Are you noticing any parallels yet? More to come...
Morgan, now the central bank, merged some railroads into a huge hideous conglomeration and did the same with steel by, with Carnegie, forming US Steel the first billion-dollar corporation ever. Unfortunately for them, McKinley's replacement, Teddy Roosevelt, was a strong believer in antitrust and limiting monopolies. This, and some more unscrupulous banking, led to the 1907 financial crisis which was averted by the "central bank" (JP Morgan) bailing out the banks that were failing to meet the demands of the panicked public demanding their savings back. How did he do it? You're starting to get this aren't you? More bonds. ... and a further monopolization of the steel industry by US Steel. Some even accused JP Morgan and others of manufacturing the panic to increase their profits, which they humongously did. But, now I'm just GIVING you parallels, it was never proven.

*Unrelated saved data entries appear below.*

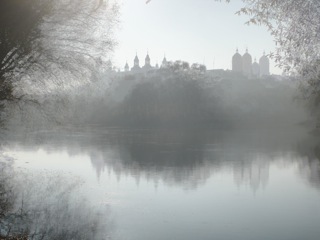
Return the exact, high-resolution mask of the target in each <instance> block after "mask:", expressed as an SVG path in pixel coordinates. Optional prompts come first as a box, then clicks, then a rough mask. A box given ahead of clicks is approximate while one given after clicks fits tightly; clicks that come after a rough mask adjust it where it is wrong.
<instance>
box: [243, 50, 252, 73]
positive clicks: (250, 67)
mask: <svg viewBox="0 0 320 240" xmlns="http://www.w3.org/2000/svg"><path fill="white" fill-rule="evenodd" d="M242 69H243V73H244V74H245V75H247V76H251V73H252V57H251V55H250V54H249V53H248V49H247V50H246V53H245V54H243V56H242Z"/></svg>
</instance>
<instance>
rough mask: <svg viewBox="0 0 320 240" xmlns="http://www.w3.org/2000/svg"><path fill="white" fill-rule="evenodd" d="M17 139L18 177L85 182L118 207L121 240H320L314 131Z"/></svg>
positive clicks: (114, 228) (256, 131)
mask: <svg viewBox="0 0 320 240" xmlns="http://www.w3.org/2000/svg"><path fill="white" fill-rule="evenodd" d="M15 139H19V141H16V140H14V139H13V140H7V141H6V142H5V143H4V144H3V156H4V157H5V158H8V157H10V158H12V159H14V160H13V161H14V168H15V169H16V171H23V172H27V173H28V175H29V176H30V175H33V174H34V178H38V180H37V181H40V182H41V178H42V177H45V175H46V174H51V173H53V172H54V173H55V174H58V175H59V176H62V177H63V178H66V179H77V181H81V182H82V185H81V186H80V190H79V194H80V193H81V194H82V195H84V196H85V197H86V198H87V199H88V201H90V202H91V203H93V204H94V205H99V206H101V205H102V206H105V207H107V208H108V209H109V211H108V215H109V218H110V219H112V220H110V224H111V225H112V229H113V230H112V239H119V240H120V239H121V240H127V239H128V240H150V239H159V240H160V239H161V240H163V239H184V240H186V239H190V240H194V239H208V240H209V239H221V240H223V239H226V240H233V239H237V240H250V239H275V240H276V239H277V240H279V239H281V240H282V239H283V240H285V239H286V240H287V239H288V240H289V239H290V240H294V239H297V240H298V239H299V240H301V239H307V240H311V239H312V240H313V239H314V240H318V239H320V161H319V156H320V147H318V146H320V144H318V143H317V141H316V140H315V138H314V137H312V136H310V135H307V134H301V133H299V132H292V131H281V130H279V131H272V132H271V131H267V130H266V131H254V132H252V131H220V132H218V131H215V132H214V131H208V130H201V131H173V130H166V131H160V130H159V131H154V130H153V131H151V130H124V129H107V128H101V127H90V128H89V127H86V128H80V127H79V128H74V127H73V128H64V129H59V130H54V131H46V132H31V133H28V134H25V135H17V136H16V137H15ZM43 184H45V183H43ZM59 187H61V186H59Z"/></svg>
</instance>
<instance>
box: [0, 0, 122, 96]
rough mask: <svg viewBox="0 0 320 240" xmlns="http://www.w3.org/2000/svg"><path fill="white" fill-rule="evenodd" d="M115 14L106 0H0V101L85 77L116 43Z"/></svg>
mask: <svg viewBox="0 0 320 240" xmlns="http://www.w3.org/2000/svg"><path fill="white" fill-rule="evenodd" d="M117 12H118V8H117V5H116V4H114V3H112V2H111V1H108V0H89V1H88V0H71V1H65V0H58V1H50V0H24V1H20V0H2V1H1V2H0V101H3V100H10V101H12V100H21V99H22V98H23V99H25V100H28V97H26V95H28V94H29V95H30V93H29V92H28V91H29V90H30V87H29V86H32V87H33V88H34V89H35V90H34V92H37V91H44V92H46V93H48V92H50V91H52V88H55V87H57V86H58V87H60V88H65V87H67V86H69V85H70V84H72V79H73V80H74V79H77V80H80V79H86V78H87V79H89V78H90V77H91V76H92V74H94V72H95V71H96V70H97V68H98V67H100V66H102V63H103V62H104V61H106V60H107V57H108V56H107V55H108V54H109V53H110V50H112V48H113V46H114V45H115V42H114V40H113V38H112V29H113V26H114V24H115V23H116V22H117V18H116V16H117ZM65 79H68V82H66V81H65ZM34 92H32V93H34Z"/></svg>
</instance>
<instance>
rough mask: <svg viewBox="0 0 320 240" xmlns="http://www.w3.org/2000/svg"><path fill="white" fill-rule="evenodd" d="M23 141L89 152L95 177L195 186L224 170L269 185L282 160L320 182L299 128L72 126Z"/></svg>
mask: <svg viewBox="0 0 320 240" xmlns="http://www.w3.org/2000/svg"><path fill="white" fill-rule="evenodd" d="M303 131H304V130H303ZM20 140H21V139H20ZM26 142H27V145H29V147H31V148H34V146H36V147H38V148H43V149H47V151H56V150H65V151H67V152H68V153H69V154H70V155H77V154H87V155H89V156H90V158H91V162H92V166H93V167H94V169H95V170H96V172H97V176H98V177H99V176H100V175H101V174H102V172H104V171H105V170H108V171H109V172H111V171H112V172H114V173H115V174H116V175H117V176H118V178H119V179H120V178H121V176H128V175H129V176H132V177H133V178H135V179H136V181H137V182H139V181H140V179H141V178H144V179H147V180H148V181H154V183H155V184H157V183H158V182H159V181H163V182H165V183H166V184H169V185H179V186H183V187H186V188H195V187H197V186H199V185H201V184H203V183H205V182H206V180H207V179H208V178H209V177H210V176H211V175H213V174H215V173H216V172H221V171H228V172H231V173H233V176H234V181H235V183H236V184H237V185H238V186H240V185H248V186H249V187H250V188H251V189H252V190H253V191H256V190H257V189H260V188H261V187H262V188H263V187H265V186H266V185H267V182H268V179H269V166H270V164H271V163H274V162H277V161H279V159H285V161H286V163H284V164H286V165H287V166H289V165H291V164H293V163H300V164H299V168H300V169H301V171H302V172H301V173H302V175H303V174H305V176H306V177H305V178H307V179H308V181H309V182H310V183H311V184H313V185H315V186H317V187H319V186H320V180H319V179H320V177H318V176H320V171H318V170H316V169H317V168H315V167H314V166H315V165H314V164H317V163H316V162H317V161H318V160H315V159H316V155H317V151H315V149H316V148H315V146H316V145H317V141H316V140H315V139H313V138H312V137H310V136H304V135H303V134H301V132H298V131H278V132H275V131H220V132H219V131H205V130H191V129H190V130H184V131H177V130H172V129H171V130H165V131H164V130H141V129H140V130H139V129H138V130H132V129H131V130H128V129H108V128H100V127H98V128H84V129H82V128H79V129H74V128H71V129H67V130H66V129H63V130H62V131H61V132H59V131H56V130H55V131H53V132H52V133H50V132H49V133H48V132H47V133H37V134H35V135H34V136H33V137H32V138H30V137H29V138H28V139H27V141H26ZM24 144H26V143H24ZM311 146H312V147H311ZM319 146H320V144H319ZM318 152H320V151H319V150H318ZM310 153H312V156H311V155H310ZM318 155H320V154H318ZM305 156H309V157H308V158H307V159H309V160H306V158H304V157H305ZM307 169H309V170H307Z"/></svg>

This created a "need" for a central bank to be the lender of last resort so that scheisters like Morgan couldn't do such things in the future. What Morgan did and what central banks do now is vulture capitalism and it's been repeated over and over again. It's going on now if you ask me. If you have the time, read about it here: chrome-extension://efaidnbmnnnibpcajpcglclefindmkaj/https://teachdemocracy.org/images/pdf/jpmorgan.pdf
It's all just a little bit of history repeating.